Consistent with the above prediction, we observe Shc protein in
immunoprecipitates of anti-Cbl antibody when lysates from EGF-treated
293 cells are used. ()Nonetheless, further experiments will
be necessary to unequivocally test whether Cbl recruitment to EGF
receptors is actually necessary for its tyrosine phosphorylation. Cells
expressing mutant EGF receptors missing autophosphorylation sites fail
to show a pronounced block in signaling (29) . Li et
al. (29) have thus proposed that the EGF receptor may
signal like the insulin receptor, in that SH2 domain-containing
proteins are not directly bound, but rather receptor
autophosphorylation causes the tyrosine phosphorylation of the docking
proteins IRS-1 and Shc, which then serve as binding sites for SH2
proteins. For example, following insulin stimulation, Shc becomes
rapidly tyrosine-phosphorylated, leading to Grb2-SH2 domain binding (30) . It will be important in future studies to test whether
tyrosine phosphorylation of Cbl is normal in response to EGF receptors
with ablated tyrosine phosphorylation sites.
The multiple potential
tyrosine phosphorylation sites within the protein sequence of Cbl
suggest it might serve to recruit multiple signaling proteins
containing SH2 or phosphotyrosine interacting domains. In this sense,
it may function similarly to IRS-1, which becomes
tyrosine-phosphorylated at many sites in response to insulin and binds
SH2 domain-containing proteins(16) . Upon growth factor
stimulation, both proteins become transiently associated with higher
concentrations of SH3 and SH2 domain proteins, including Grb2, Nck, and
PI 3-kinase(6, 7, 10, 16) .
Interestingly, we observe several tyrosine-phosphorylated proteins that
co-immunoprecipitated with Cbl in both Jurkat and 293 cells (Fig. 2, lanes 5, 9, and 10). One of
these appears to be the tyrosine kinase Fyn, which binds in vitro to a 120-kDa tyrosine-phosphorylated protein through
SH2 and SH3 domains (31, 32) . Evidence suggests that
the formation of transient complexes of Cbl with SH2 domain proteins
regulates cell growth(9) . This may be achieved by allowing
localized increases in the activity of those proteins that bind via
SH2-phosphotyrosine interaction, analogous to PI 3-kinase and Syp
phosphatase interactions with
phosphopeptides(14, 33) . Such localized increases in
specific activity may be sufficient to promote signaling pathways. In
support of this, we have noted a 4-fold increase in PI 3-kinase bound
to Cbl upon T-cell receptor cross-linking in Jurkat
T-cells(6) . It is not clear whether PI 3-kinase is recruited
to Cbl in 293 cells because activity of this enzyme is very low in this
model system(34) .
In any case, the findings
presented here showing recruitment of Cbl to EGF receptor complexes and
its marked tyrosine phosphorylation in response to EGF suggest that Cbl
may play a key role in EGF receptor signaling.

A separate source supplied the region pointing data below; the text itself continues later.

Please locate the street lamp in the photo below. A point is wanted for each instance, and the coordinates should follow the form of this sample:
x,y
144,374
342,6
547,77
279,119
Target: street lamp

Note Added in Proof-After the preparation of this report, two laboratories have demonstrated that Cbl becomes tyrosine-phosphorylated by EGF in fibroblasts overexpressing the EGF receptor(35, 36) . Galisteo et al. (36) conclude that Cbl is not complexed to Grb2 and binds directly to the EGF receptor in HER14 cells. The results presented here and elsewhere (6, 7) document a stable Grb2-Cbl complex in Jurkat and 293 cells, suggesting that two mechanisms may operate to couple EGF receptors to Cbl.